1) The anatomy of a Pomeranian’s neck makes him vulnerable to injury. It is important to understand the anatomy of the neck area. Because, after all, that is where a collar sits.
A dog’s trachea (also known as windpipe) is the tube through which air passes in and out, and this is surrounded by rings of cartilage.
Surrounding that are muscles. Small toy breeds like the Pomeranian do not have a lot of muscle built up around the neck and shoulders.
In addition, the Pomeranian breed is prone to degenerative weakness of the tracheal rings.
These factors can result in a particular neck injury known as collapsed trachea.
Collapsed trachea is a condition in which the tracheal rings collapsed inward.
2) A collar increases the risk of injury. While collapsed trachea is mainly considered to be a genetic issue, and can happen regardless of whether you use a collar or harness, the use of a collar can increase the risk of this.

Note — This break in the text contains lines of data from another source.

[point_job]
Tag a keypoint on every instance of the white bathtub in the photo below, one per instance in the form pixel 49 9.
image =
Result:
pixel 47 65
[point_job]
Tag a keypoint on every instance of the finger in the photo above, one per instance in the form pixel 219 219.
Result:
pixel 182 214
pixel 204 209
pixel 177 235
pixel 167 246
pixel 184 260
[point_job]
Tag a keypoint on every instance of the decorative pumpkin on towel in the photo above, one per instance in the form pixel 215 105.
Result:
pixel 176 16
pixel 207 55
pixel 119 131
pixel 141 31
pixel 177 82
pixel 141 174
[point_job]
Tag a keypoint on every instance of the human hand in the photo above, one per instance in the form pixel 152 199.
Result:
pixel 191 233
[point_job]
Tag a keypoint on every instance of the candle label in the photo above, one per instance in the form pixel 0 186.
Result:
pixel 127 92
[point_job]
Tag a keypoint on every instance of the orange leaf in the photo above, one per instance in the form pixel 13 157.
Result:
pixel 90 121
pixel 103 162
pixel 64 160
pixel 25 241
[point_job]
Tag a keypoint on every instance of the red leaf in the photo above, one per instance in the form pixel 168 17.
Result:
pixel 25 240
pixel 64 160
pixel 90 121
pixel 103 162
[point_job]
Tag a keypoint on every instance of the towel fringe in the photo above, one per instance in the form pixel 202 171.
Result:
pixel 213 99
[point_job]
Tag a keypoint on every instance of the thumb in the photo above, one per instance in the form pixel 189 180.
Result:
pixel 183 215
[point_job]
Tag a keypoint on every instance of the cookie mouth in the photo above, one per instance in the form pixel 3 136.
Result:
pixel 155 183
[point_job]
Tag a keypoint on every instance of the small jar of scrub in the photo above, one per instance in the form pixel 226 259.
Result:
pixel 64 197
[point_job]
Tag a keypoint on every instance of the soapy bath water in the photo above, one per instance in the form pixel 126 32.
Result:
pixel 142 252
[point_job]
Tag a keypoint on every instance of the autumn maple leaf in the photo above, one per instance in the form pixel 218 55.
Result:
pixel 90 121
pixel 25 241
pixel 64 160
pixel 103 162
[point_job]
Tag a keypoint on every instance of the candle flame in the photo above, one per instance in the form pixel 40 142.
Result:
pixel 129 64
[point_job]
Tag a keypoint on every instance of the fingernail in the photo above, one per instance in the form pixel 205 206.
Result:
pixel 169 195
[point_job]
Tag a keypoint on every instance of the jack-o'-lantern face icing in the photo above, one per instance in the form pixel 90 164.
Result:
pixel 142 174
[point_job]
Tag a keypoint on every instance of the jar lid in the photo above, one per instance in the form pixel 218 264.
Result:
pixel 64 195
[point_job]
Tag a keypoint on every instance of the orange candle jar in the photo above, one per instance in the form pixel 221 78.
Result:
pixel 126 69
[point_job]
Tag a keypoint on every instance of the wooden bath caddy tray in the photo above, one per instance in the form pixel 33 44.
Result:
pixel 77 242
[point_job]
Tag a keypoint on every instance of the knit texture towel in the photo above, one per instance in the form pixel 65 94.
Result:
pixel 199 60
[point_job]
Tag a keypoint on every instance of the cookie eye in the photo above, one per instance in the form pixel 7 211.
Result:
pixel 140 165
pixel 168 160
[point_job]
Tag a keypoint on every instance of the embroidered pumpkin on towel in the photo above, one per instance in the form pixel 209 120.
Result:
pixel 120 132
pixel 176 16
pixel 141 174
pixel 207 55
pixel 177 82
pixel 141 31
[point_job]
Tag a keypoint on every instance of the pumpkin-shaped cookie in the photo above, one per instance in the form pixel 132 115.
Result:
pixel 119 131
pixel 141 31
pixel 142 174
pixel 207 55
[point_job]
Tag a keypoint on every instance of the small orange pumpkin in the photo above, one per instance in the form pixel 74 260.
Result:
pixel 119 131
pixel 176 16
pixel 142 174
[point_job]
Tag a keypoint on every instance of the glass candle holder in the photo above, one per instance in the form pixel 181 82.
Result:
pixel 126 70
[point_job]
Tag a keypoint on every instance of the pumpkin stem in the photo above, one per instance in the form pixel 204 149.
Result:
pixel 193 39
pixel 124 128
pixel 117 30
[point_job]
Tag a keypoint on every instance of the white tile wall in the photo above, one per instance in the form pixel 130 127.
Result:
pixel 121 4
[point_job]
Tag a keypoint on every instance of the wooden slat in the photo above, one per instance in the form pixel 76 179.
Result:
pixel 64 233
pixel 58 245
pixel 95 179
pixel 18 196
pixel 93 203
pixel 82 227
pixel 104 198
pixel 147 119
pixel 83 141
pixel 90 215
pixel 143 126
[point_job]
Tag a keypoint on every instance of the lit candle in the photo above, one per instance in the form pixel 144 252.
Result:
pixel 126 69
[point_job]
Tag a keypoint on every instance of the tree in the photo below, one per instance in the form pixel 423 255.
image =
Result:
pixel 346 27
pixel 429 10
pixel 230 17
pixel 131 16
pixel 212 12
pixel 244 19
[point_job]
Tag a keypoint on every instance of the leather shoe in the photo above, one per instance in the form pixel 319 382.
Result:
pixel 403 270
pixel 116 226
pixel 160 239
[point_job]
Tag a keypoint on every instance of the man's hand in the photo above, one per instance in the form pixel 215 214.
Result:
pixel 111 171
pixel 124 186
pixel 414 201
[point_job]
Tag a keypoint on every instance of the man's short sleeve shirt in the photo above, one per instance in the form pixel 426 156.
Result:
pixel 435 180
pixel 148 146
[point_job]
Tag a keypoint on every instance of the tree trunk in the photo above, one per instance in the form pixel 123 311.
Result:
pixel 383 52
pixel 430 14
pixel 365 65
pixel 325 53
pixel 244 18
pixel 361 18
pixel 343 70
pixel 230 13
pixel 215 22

This is because it may be triggered by an event such as a jerk to the neck area, or long-term pressure can cause a wearing down.

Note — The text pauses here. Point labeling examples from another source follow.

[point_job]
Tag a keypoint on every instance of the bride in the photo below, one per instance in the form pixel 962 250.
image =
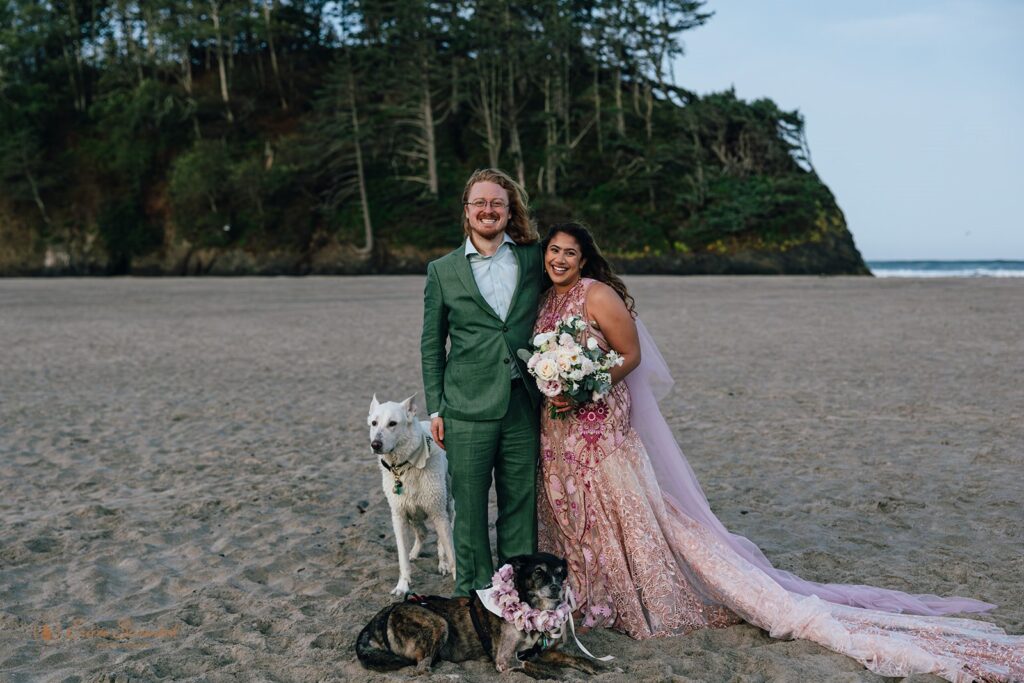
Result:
pixel 616 498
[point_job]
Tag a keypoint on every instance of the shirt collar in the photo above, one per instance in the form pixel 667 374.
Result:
pixel 471 248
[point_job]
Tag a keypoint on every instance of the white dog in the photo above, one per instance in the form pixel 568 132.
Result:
pixel 415 478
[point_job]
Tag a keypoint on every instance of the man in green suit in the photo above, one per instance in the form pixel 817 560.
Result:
pixel 483 404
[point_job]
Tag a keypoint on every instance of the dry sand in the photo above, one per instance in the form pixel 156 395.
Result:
pixel 187 494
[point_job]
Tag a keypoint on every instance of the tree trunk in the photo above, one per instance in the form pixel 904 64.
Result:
pixel 224 94
pixel 428 136
pixel 515 146
pixel 487 109
pixel 551 161
pixel 368 227
pixel 27 170
pixel 620 113
pixel 273 54
pixel 597 109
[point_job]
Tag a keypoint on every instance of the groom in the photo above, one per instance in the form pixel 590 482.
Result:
pixel 483 407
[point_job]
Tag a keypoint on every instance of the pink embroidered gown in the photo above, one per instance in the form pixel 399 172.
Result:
pixel 642 566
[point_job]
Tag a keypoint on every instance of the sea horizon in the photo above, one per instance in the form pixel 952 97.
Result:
pixel 946 268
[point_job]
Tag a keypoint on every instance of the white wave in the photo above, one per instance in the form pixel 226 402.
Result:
pixel 965 272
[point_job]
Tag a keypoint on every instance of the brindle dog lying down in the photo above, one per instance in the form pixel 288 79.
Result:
pixel 423 630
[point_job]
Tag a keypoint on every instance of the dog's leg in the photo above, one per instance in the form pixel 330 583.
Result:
pixel 445 549
pixel 419 536
pixel 547 664
pixel 404 571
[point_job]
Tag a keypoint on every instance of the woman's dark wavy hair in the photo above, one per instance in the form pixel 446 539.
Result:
pixel 596 266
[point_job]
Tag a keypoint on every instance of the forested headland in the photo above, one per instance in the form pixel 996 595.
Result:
pixel 269 136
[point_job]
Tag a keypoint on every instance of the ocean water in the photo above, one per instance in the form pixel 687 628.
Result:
pixel 946 268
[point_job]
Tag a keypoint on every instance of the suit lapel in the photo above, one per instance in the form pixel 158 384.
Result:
pixel 465 272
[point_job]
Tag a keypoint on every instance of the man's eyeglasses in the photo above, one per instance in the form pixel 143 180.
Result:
pixel 481 204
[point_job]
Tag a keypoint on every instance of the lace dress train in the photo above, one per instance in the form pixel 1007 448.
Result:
pixel 641 564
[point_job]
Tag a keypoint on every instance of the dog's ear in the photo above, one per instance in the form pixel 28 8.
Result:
pixel 410 404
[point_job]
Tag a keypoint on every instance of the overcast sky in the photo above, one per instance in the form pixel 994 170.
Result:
pixel 913 111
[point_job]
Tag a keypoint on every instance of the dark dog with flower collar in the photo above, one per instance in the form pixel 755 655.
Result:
pixel 422 630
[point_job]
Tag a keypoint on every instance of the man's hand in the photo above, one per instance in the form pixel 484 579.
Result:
pixel 561 403
pixel 437 430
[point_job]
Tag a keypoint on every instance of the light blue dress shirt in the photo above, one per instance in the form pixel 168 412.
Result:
pixel 497 278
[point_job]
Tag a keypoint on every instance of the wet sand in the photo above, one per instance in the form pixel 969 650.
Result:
pixel 188 495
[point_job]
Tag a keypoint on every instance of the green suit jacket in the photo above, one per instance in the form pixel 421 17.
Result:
pixel 472 382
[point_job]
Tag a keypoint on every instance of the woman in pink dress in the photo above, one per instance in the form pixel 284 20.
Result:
pixel 647 556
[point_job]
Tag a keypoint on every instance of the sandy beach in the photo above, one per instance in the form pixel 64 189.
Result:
pixel 188 495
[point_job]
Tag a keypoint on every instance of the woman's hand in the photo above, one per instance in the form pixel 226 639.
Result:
pixel 561 403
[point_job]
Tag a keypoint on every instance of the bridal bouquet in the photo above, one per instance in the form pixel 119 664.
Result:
pixel 565 368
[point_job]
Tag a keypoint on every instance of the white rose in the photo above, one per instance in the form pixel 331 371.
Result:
pixel 549 388
pixel 564 359
pixel 546 369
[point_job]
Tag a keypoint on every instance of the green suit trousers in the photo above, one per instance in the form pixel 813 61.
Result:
pixel 508 446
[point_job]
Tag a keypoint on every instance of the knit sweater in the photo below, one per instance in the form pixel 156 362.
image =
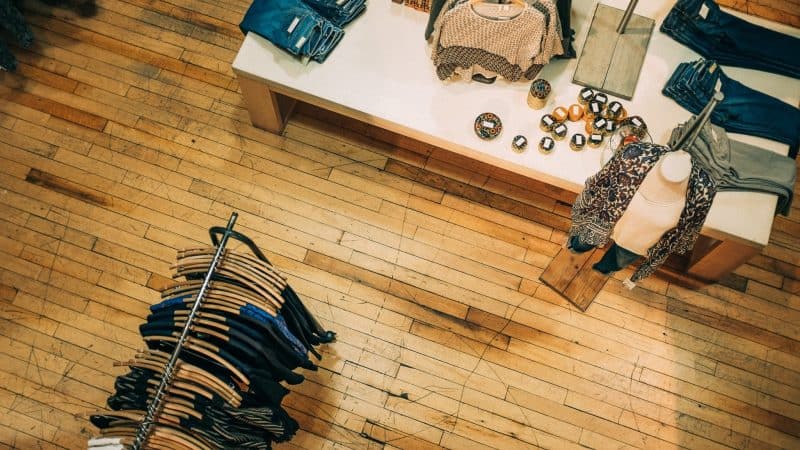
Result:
pixel 607 194
pixel 464 39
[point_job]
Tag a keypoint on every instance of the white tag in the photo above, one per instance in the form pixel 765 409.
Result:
pixel 703 11
pixel 293 25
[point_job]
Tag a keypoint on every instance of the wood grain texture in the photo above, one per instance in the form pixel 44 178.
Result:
pixel 115 150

Whether or not there is a genetic weakness, the rings surrounding the windpipe are prone to injury.
3) This injury can be devastating. When one or more of the rings breaks inward, this obstructs breathing and can cause a dog to endure dog quite a bit of pain. It can cause massive coughing fits that trigger additional damage to the area. There is often a characteristic honking cough, and internal swelling.
Typically heavy doses of a variety of medications including anti-histamines, anti-inflammatory meds, and antibiotics are given to help control this. Part of the treatment is to immediately stop wearing a collar, and to switch to a harness. For severe cases, surgery will be needed to stabilize the windpipe.
4) Even ‘innocent’ walking on leash and collar can cause issues. You may assume that if your Pom walks nicely beside you that there won’t be any problems. However, can you guarantee that there will never be any pressure on his neck with the use of a collar?
Both acute events (lunging off to the side, the leash is stepped on and causes a quick jerk to the neck, etc.) and long-term events (years of pressure, strain, and tension on the neck due to pushing ahead while on leash, or for some tiny Poms, just the weight of the leash on the neck) are both areas of concern.